Vamos, fique alegre como é o seu habitual! Olhe para o pequeno Hareton! Ele não está sonhando nada assustador. Veja a doçura de seu sorriso, enquanto dorme!

– Sim, e a doçura com que o pai dele pragueja, em sua solidão! Você se lembra dele, imagino, quando era mais ou menos assim, um bebezinho gorducho, quase tão pequeno e inocente. Mas exijo que escute meu sonho, Nelly. Não é comprido, e não tenho condições de me sentir alegre esta noite.

– Não vou ouvir, não vou ouvir! – repeti, apressadamente.

Eu era supersticiosa a respeito de sonhos, e ainda sou. Além disso, Catherine tinha um aspecto sombrio que não era comum, e me fazia temer algo em que pudesse adivinhar uma profecia e antever uma catástrofe terrível.

Ela ficou irritada, mas não prosseguiu. Aparentemente mudando de assunto, continuou, logo a seguir:

– Se eu estivesse no céu, Nelly, estaria me sentindo muito infeliz.

– É porque lá não é o seu lugar – respondi. – Todos os pecadores ficariam infelizes no céu.

– Mas não é por causa disso. Uma vez sonhei que estava lá.

– Já lhe disse que não quero saber dos seus sonhos, srta. Catherine! Vou me deitar – interrompi novamente.

Ela riu e me segurou, pois fiz menção de me levantar.

– Não é nada – exclamou. – Só ia dizer que o céu não parecia ser para mim, e eu sofria muito, chorando desesperadamente e querendo voltar para a terra. Os anjos ficaram tão zangados que me jogaram de volta bem no meio da charneca, aqui em Wuthering Heights, onde acordei soluçando de alegria. Isso serve para explicar meu segredo, bem como o outro sonho. Não tenho mais motivos para me casar com Edgar Linton do que para estar no céu, e se aquele homem perverso lá dentro não tivesse feito Heathcliff descer tanto, eu não teria pensado nisso. Mas agora eu iria me degradar se me casasse com Heathcliff, de modo que ele nunca vai saber o quanto o amo... e isso não porque ele é bonito, Nelly, mas porque é mais eu mesma do que eu. Qualquer que seja a substância das almas, a minha e a dele são feitas da mesma coisa, e a de Linton é tão diferente quanto um raio de luar de um relâmpago, ou o fogo da geada.
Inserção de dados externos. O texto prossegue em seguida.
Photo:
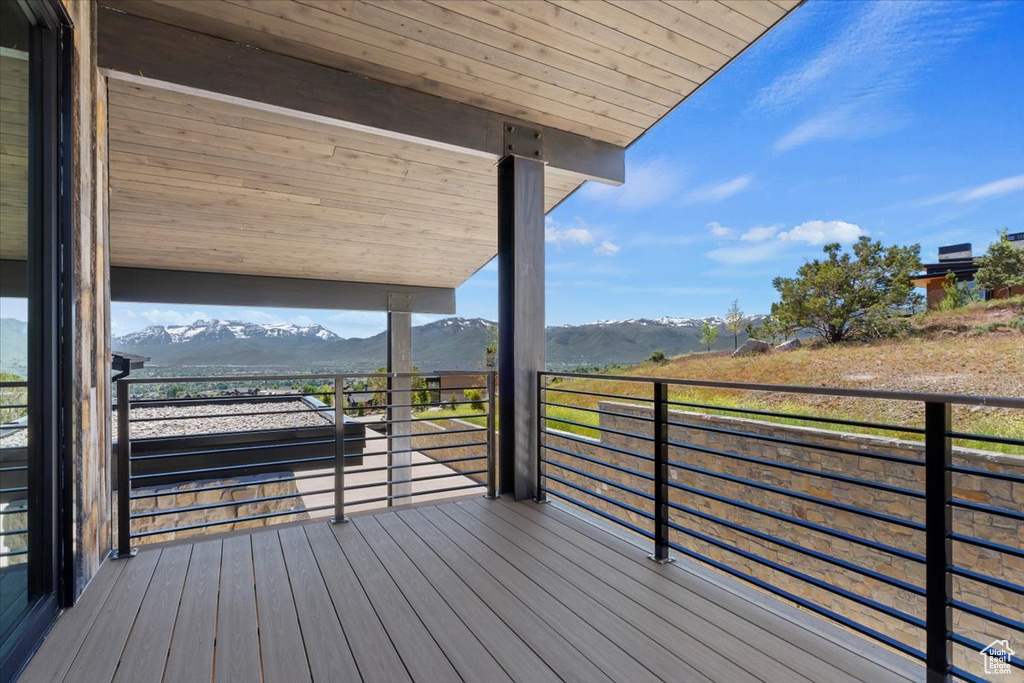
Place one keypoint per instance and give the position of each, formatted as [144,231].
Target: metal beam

Antes que ela acabasse de falar, dei-me conta da presença de Heathcliff. Notando um ligeiro movimento, virei a cabeça e o vi levantar-se do banco e sair sem fazer barulho. Ele ouvira até Catherine dizer que ia se degradar se por acaso se casasse com ele, e não ficara para escutar mais.
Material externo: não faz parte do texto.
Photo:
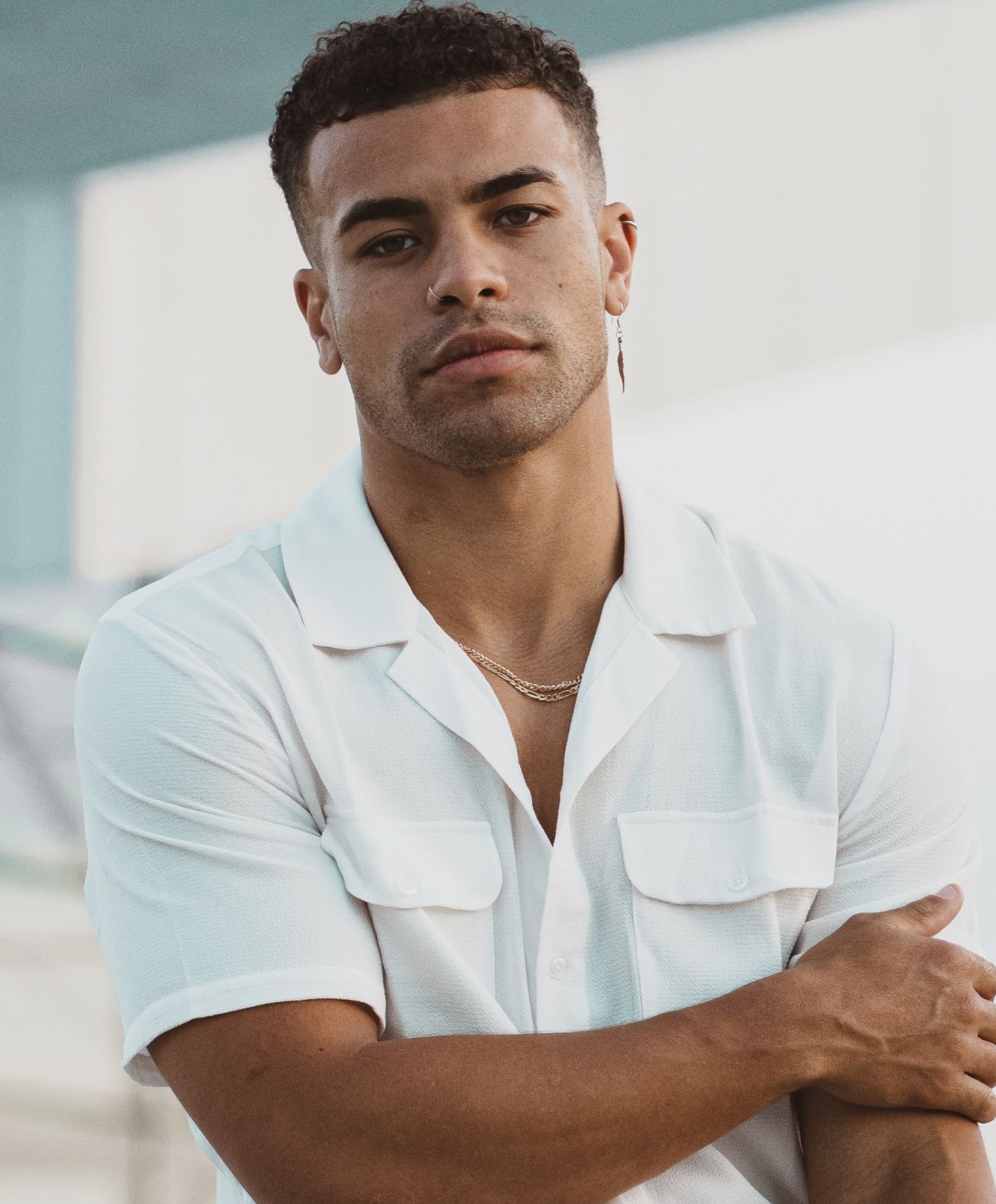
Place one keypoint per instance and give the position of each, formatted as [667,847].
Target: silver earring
[618,339]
O encosto do banco impedira que a mocinha, sentada no chão, reparasse em sua presença ou em sua partida, mas me sobressaltei e fiz um sinal para que se calasse.

– Por quê? – indagou, olhando nervosa ao redor.
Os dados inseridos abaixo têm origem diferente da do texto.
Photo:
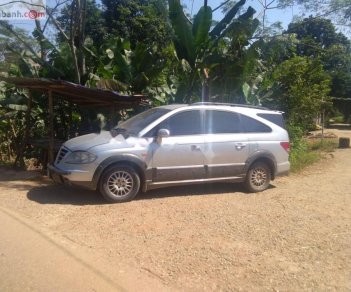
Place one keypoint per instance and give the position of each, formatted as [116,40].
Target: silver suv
[178,144]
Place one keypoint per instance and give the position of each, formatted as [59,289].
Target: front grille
[62,153]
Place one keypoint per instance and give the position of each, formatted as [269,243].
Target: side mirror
[163,133]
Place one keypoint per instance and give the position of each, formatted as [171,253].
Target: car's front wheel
[258,177]
[119,184]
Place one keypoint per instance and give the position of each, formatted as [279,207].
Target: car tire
[258,177]
[119,184]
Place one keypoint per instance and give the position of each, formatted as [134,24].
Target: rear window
[253,126]
[274,118]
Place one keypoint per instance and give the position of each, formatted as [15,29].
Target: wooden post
[25,141]
[51,128]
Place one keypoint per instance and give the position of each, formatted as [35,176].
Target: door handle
[240,146]
[195,148]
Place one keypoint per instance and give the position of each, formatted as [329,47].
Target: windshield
[135,124]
– Joseph chegou – respondi, ouvindo o rolar oportuno das rodas de sua carroça subindo a estrada –, e Heathcliff deve estar com ele. Não sei nem mesmo se não está à porta, neste momento.

– Ah, da porta ele não conseguiria ouvir nada – disse ela. – Dê-me Hareton enquanto prepara o jantar e, quando estiver pronto, deixe-me jantar com você. Quero fazer as pazes com minha consciência e me convencer de que Heathcliff não faz ideia de nada disso. Ele não faz, não é mesmo? Não sabe o que é estar apaixonado!

– Não vejo razão para que ele não saiba tão bem quanto a senhorita – respondi. – E se for a escolhida dele, ele vai ser a criatura mais infeliz que já veio ao mundo! Assim que se tornar sra. Linton, ele há de perder a amiga, a amada, tudo! Já se perguntou como ele vai suportar a separação, e como vai suportar estar abandonado no mundo? Porque, srta. Catherine...

– Ele, abandonado! Nós dois, separados! – exclamou ela, num tom de indignação. – Quem vai nos separar, diga-me? Terão o destino de Mílon!49 Ninguém vai ousar fazer isso enquanto eu viver, Ellen. Todos os Linton do mundo podem desaparecer no nada antes que eu consinta em esquecer Heathcliff. Não, não é isso que pretendo... não é o que quero dizer! Não me tornaria a sra. Linton se o preço a pagar fosse tão alto! Ele vai ser para mim tudo o que sempre foi, a vida toda.